Abstract Categories

Previous: Crunch internals

There are number of areas where Crunch needs to represent an object as belonging to one of many categories. The simplest and most common example of this is the categories of a categorical variable. For a categorical variable, the values of the variable can be one of a limited set of categories and those categories are specified in the Crunch API as metadata about the variable. These categoricals are similar to R’s factors but are richer because Crunch categoricals can have any number of missing values (compared to just NA for factors), as well as a numeric representation that is separate from the category ids (which is useful for things like income bins, where you might put the middle of the bin as the value).

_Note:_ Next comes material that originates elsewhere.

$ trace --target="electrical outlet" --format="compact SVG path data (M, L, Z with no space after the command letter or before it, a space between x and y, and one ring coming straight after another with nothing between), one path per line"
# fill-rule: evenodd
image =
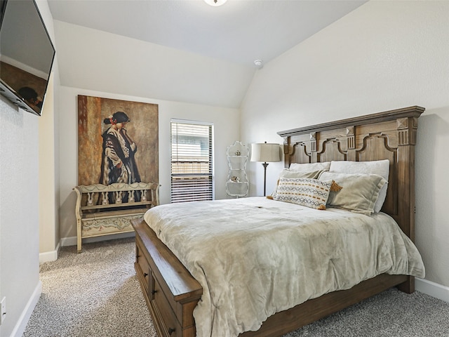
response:
M4 297L0 302L0 325L6 317L6 298Z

Moving beyond just categorical variables, we have a need to be able to represent a number of different properties, transformations, etc. in a category-like way. One concrete example is used heavily in order to add subtotals and headings to representations of categorical variables. In order to do this, we have two families of S4 classes: AbstractCategory and AbstractCategories Although subtotals and headings was the initial motivation for the new classes, they will allow for other types of representations and manipulations in the future.

AbstractCategories

The core classes that all other classes inherit from are AbstractCategory and AbstractCategories. The first, AbstractCategory, is designed to represent a single category, which might have a number of properties about it (what those are will be explained in more detail below). The second, AbstractCategories is designed to hold more than one AbstractCategory together to form a coherent group. As a simple, example: an AbstractCategories for binned income could have 5 AbstractCategorys: <$25,000, $25,000-$49,999, $50,000-$99,999, $100,000-$199,999, >$200,000. This could be represented in R as:

income <- AbstractCategories(AbstractCategory(name = "<$25,000"),
                             AbstractCategory(name = "$25,000-$49,999"),
                             AbstractCategory(name = "$50,000-$99,999"),
                             AbstractCategory(name = "$100,000-$199,999"),
                             AbstractCategory(name = ">$200,000"))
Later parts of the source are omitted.